Public Art Exhibits
To Apply to the Mesa County Artist List
For artwork to be displayed at any of our locations, artists are selected and invited to exhibit by the Commission on Arts and Culture. The Commission organizes quarterly and bi-annual rotating exhibits in order to feature outstanding area artists and their work. Email 5 JPGs of your work. The temporary displays reflect the wonderful diversity of art and artists in the Grand Valley. They have included a wide variety of local painters, fiber and tapestry artists, sculptors, photographers, ceramic artists, and artists' guilds and clubs. Artists must be from Mesa County.
The following locations provide lovely spaces for the public to enjoy the creative artistry of our local artists and purchase one of a kind pieces.
Customer Service Center
The Customer Service Center, located at 910 Main Street, is our newest Art exhibit location and features Sandra June Art.
The Avalon Theatre
The Avalon Theatre exhibit features the works of the Grand Junction Brush and Palette Club.
- Brush and Palette is the oldest art club in Grand Junction. It has been offering art education, display opportunities and art shows for almost 75 years.
City Hall Art Exhibits
The City Hall exhibit features Ashley Little Fine Arts downstairs and the Pastel Society upstairs.
- Ashley Little: Ashley's artistic style is best described as Experimental Impressionism. Her goal is to capture a mood, a moment, a feeling, the play of light and shadow.
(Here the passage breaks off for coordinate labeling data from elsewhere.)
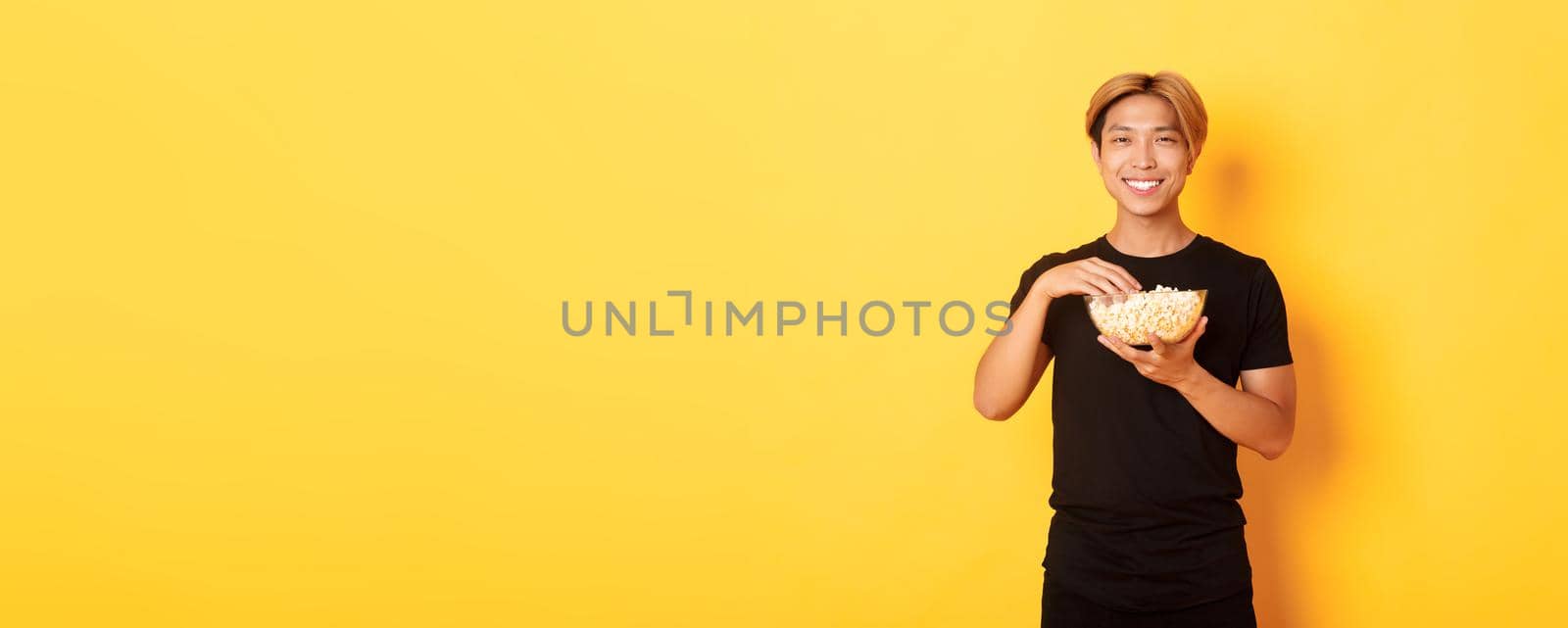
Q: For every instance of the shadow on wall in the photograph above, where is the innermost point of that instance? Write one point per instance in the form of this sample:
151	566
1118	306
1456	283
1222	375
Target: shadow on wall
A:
1283	495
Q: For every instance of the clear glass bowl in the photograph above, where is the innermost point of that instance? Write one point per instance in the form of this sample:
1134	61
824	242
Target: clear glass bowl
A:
1168	314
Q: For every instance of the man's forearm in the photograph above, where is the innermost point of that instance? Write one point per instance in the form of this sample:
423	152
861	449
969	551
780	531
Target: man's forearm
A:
1250	420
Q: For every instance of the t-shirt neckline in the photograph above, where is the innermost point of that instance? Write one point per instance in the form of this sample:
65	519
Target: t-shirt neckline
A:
1112	251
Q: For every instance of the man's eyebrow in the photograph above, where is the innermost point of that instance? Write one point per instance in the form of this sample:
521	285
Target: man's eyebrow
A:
1121	127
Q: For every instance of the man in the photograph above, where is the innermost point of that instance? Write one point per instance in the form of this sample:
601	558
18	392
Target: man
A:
1147	526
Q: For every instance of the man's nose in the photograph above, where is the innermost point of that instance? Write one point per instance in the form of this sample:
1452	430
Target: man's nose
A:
1144	159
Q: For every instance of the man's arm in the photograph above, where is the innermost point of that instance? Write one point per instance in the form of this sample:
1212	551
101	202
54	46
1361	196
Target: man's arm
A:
1259	417
1013	362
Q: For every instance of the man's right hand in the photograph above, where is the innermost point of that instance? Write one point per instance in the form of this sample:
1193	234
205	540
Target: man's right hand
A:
1089	276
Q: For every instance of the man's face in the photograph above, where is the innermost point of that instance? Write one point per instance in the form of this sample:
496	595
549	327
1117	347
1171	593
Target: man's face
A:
1139	146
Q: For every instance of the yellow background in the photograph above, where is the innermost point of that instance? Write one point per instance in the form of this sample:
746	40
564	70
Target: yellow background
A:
282	280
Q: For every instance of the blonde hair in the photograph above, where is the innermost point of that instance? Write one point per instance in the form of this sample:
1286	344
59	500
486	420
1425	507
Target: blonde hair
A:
1191	117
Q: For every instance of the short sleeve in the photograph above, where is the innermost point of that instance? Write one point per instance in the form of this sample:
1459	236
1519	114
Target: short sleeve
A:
1267	337
1027	280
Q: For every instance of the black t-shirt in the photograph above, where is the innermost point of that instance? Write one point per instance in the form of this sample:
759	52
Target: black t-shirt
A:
1145	491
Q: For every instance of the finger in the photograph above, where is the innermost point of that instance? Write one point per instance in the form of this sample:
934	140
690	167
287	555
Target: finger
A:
1121	271
1197	331
1104	285
1120	348
1123	285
- Pastel Society: The Pastel Society of Colorado (PSC) was formed in 1994 by six artists to promote pastel artists, the soft pastel medium, and to encourage the appreciation and art of pastel painting. PSC has become a far-reaching organization, uniting artists across the Rocky Mountains and beyond.
Works of art of these local artists grace the hallways and lobbies of the Grand Junction City Hall at 250 N 5th Street, which provides an excellent venue for art. The temporary, rotating exhibits augment the numerous sculptures and paintings which are part of the City's permanent collection on display throughout the building. The City Hall building is open to the public from 7:30 am to 5 pm on Monday through Friday.
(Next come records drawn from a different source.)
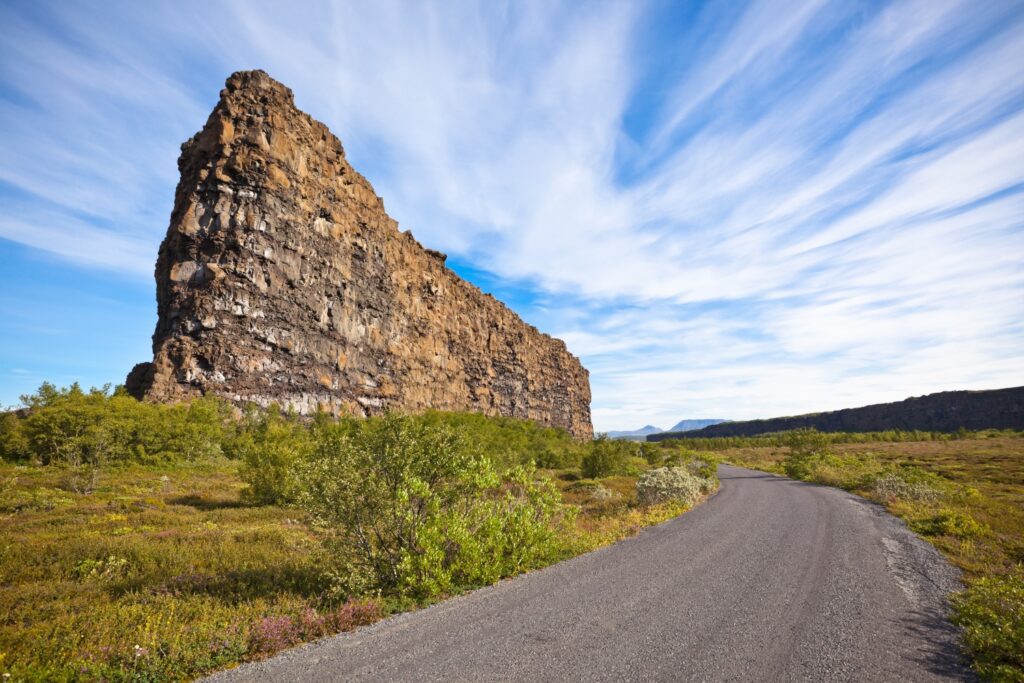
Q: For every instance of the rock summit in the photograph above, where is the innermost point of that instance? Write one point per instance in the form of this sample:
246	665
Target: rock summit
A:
282	280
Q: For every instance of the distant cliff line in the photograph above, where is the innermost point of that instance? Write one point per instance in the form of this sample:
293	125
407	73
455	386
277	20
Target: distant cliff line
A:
946	411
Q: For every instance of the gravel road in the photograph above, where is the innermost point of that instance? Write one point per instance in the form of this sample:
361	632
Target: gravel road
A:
770	580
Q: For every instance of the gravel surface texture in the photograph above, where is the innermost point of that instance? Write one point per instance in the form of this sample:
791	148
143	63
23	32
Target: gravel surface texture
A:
770	580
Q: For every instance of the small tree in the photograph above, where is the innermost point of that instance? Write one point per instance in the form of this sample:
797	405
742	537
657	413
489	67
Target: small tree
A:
409	508
604	458
806	445
270	447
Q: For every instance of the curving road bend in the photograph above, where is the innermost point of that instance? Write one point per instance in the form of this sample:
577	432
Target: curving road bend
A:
770	580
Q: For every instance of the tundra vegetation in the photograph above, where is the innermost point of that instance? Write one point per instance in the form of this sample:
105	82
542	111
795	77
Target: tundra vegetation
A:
152	542
963	492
Grand Junction Convention Center Art Exhibit
Located at 159 Main Street and is typically open Monday - Friday, 9:00am - 5:00pm, unless booked for an event. The exhibit features the Art Quilt Association (AQuA). AQuA is based in Grand Junction and is comprised of more than 50 fiber artists. Specializing in quilts, the goal for AQuA is to explore textile manipulation and the diversity of mixed media as an art form.
I'd like to express my appreciation to the Grand Junction Commission on Arts and Culture for the opportunity to exhibit my work at City Hall, Two Rivers Convention Center and the Avalon Theatre. Having been involved in the professional art field for 20 years, both as a painter and gallery owner, I have learned that careers build through the process of continued exposure, a committed work ethic, and consistent networking. To be sure, an artist needs to be reflective on their long term goals which will impact venues they seek to present their work. But that needs to be balanced with the simple fact, opportunities to develop collectors only happens when your work is seen. A masterpiece painting stacked in a studio has nearly zero possibility of winding up on someone's wall and a check in your pocket.
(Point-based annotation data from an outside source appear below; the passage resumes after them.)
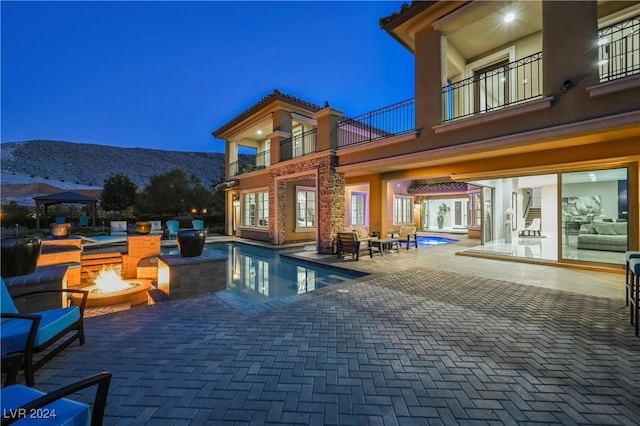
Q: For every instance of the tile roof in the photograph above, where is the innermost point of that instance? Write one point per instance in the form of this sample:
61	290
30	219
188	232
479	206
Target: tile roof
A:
276	95
406	12
424	188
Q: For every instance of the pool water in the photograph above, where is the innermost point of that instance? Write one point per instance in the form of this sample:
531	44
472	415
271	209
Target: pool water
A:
430	240
260	275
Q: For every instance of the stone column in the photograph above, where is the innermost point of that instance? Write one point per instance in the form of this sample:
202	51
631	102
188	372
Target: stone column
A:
327	137
330	203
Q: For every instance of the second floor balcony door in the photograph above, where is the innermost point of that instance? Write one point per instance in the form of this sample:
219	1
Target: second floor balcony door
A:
491	87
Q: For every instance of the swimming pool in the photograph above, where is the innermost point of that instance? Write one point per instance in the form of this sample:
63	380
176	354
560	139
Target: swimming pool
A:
259	275
431	240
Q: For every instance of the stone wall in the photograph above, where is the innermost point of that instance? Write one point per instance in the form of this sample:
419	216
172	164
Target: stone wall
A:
180	277
330	192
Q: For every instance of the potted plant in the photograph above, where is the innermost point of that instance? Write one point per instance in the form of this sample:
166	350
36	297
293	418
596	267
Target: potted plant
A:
442	212
191	242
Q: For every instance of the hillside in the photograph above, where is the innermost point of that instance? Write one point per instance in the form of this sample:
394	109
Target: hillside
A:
90	164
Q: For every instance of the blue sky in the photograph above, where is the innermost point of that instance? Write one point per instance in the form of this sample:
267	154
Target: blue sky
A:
164	75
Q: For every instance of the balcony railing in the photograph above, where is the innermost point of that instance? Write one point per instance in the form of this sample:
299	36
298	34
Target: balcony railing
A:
382	123
619	50
499	87
250	163
298	145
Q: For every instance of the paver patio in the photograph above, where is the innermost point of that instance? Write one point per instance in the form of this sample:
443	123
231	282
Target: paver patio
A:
417	346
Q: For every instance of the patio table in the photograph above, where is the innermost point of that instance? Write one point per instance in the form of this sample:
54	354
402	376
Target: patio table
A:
385	244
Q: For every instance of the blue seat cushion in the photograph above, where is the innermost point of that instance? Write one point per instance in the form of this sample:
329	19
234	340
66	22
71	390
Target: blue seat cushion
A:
16	331
66	411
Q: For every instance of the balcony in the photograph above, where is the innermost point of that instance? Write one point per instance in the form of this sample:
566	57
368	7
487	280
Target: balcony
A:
488	90
619	50
382	123
250	163
298	145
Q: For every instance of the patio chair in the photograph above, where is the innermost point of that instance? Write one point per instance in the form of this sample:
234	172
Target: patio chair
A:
534	227
156	227
349	243
39	331
406	234
118	227
173	226
20	402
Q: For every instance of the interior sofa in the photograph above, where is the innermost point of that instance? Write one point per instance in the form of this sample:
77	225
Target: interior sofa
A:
610	236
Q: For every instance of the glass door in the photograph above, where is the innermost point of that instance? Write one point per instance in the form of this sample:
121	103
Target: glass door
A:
594	212
487	215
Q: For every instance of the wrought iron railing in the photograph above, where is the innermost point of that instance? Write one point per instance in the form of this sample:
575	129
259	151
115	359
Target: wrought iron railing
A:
619	50
250	163
298	145
504	85
382	123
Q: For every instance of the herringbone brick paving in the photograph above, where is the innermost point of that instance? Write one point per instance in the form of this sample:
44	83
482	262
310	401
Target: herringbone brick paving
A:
421	346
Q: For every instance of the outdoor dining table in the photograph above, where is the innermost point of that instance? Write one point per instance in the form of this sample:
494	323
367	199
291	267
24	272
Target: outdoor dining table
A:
382	244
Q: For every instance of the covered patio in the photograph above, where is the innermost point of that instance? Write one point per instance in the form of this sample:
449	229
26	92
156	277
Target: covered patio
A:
66	197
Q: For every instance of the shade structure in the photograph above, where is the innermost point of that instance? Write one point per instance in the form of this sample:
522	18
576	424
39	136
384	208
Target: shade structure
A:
62	198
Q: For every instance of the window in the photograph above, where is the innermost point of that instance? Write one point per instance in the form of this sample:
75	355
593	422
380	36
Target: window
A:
306	207
491	89
402	210
256	209
297	141
249	210
263	208
358	208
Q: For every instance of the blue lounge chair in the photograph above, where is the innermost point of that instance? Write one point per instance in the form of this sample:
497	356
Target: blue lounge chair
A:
118	228
37	332
173	226
27	405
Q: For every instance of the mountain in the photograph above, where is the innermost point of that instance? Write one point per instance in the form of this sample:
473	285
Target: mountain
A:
89	164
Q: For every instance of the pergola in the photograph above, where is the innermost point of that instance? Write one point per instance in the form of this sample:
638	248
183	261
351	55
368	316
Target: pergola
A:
61	198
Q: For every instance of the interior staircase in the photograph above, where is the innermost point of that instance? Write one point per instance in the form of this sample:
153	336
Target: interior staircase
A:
534	212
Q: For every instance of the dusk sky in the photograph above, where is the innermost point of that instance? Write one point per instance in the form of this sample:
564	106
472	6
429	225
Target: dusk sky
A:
164	75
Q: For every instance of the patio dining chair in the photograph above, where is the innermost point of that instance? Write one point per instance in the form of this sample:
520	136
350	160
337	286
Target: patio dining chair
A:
349	243
51	330
27	405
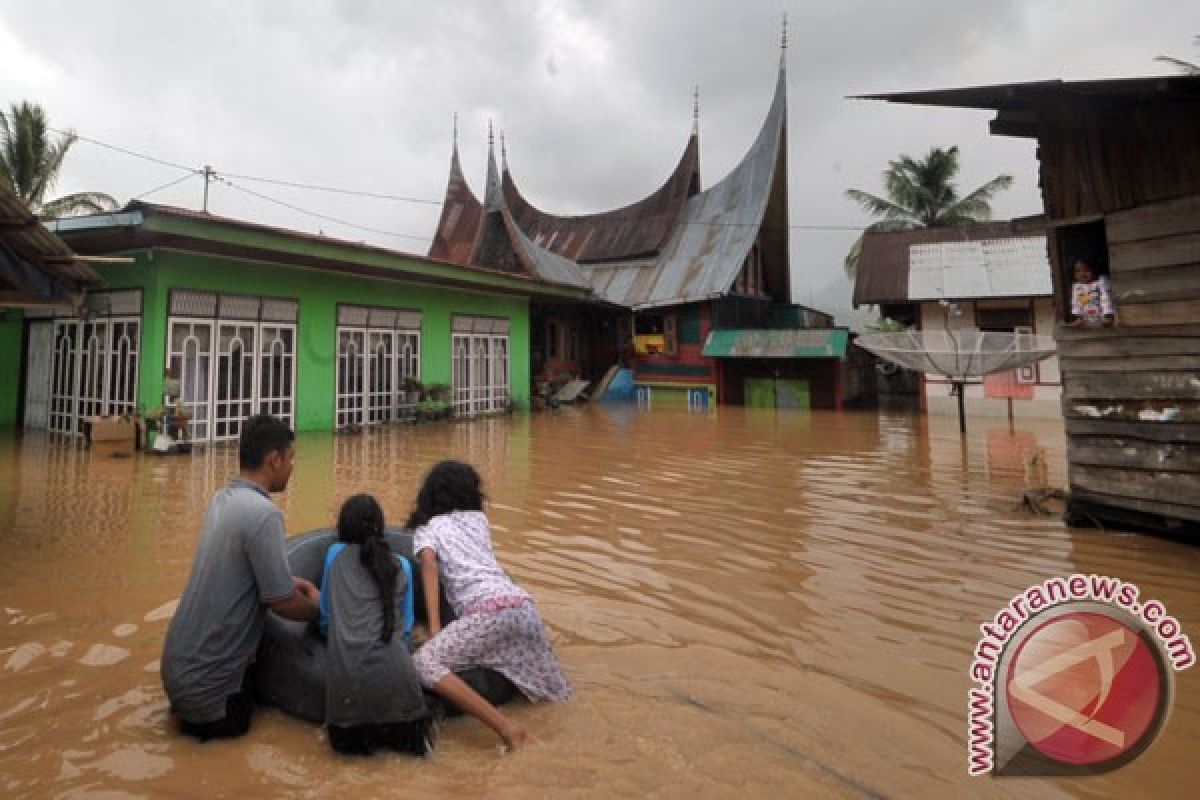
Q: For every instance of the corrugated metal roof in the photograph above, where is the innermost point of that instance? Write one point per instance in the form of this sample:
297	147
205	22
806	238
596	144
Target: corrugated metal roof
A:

It takes a dose of reality and courage to exhibit your work in public. The reality is that no matter how gifted you might think you are, you are not entitled for others to fawn over your gifts, nor is there nothing left to learn. Often a serious critique or an overheard casual comment can lead an artist to a marvelous breakthrough. Art is intensely personal, and it takes courage and confidence for an artist to put on public view that which you have literally caressed into existence.
The presentation of such creations is important. When I returned to City Hall to view my exhibit I was so pleased by the respect and taste that went into the hanging of my paintings. To see the work, especially my larger canvases, up on the wall with descent spacing and light gave me insights and yes, appreciation for what I had pulled off with oils spreading like butter beneath my brushes. The same held true with the work hung at Two Rivers and the Avalon.
Bottom line? It was a minor ego boost when I walked into Homestyle Bakery or City Market and folks, recognizing me from the photo on my bio hung alongside my work, commented with pleasure about my paintings. One of the works at City Hall was selected for the Plein Air Painters of Colorado National Invitational. A large painting of Aspens and one of the Titan near Moab have been spoken for and will end up in private collections when there exhibits come down. And I know that the accumulative attest will give dividends in the future.
I am thankful for this wonderful opportunity. I hardily recommend that any artist, no matter where the arc of their career finds them, to seriously consider the obvious benefits if the change to exhibit through the Grand Junction Commission on Arts and Culture arises.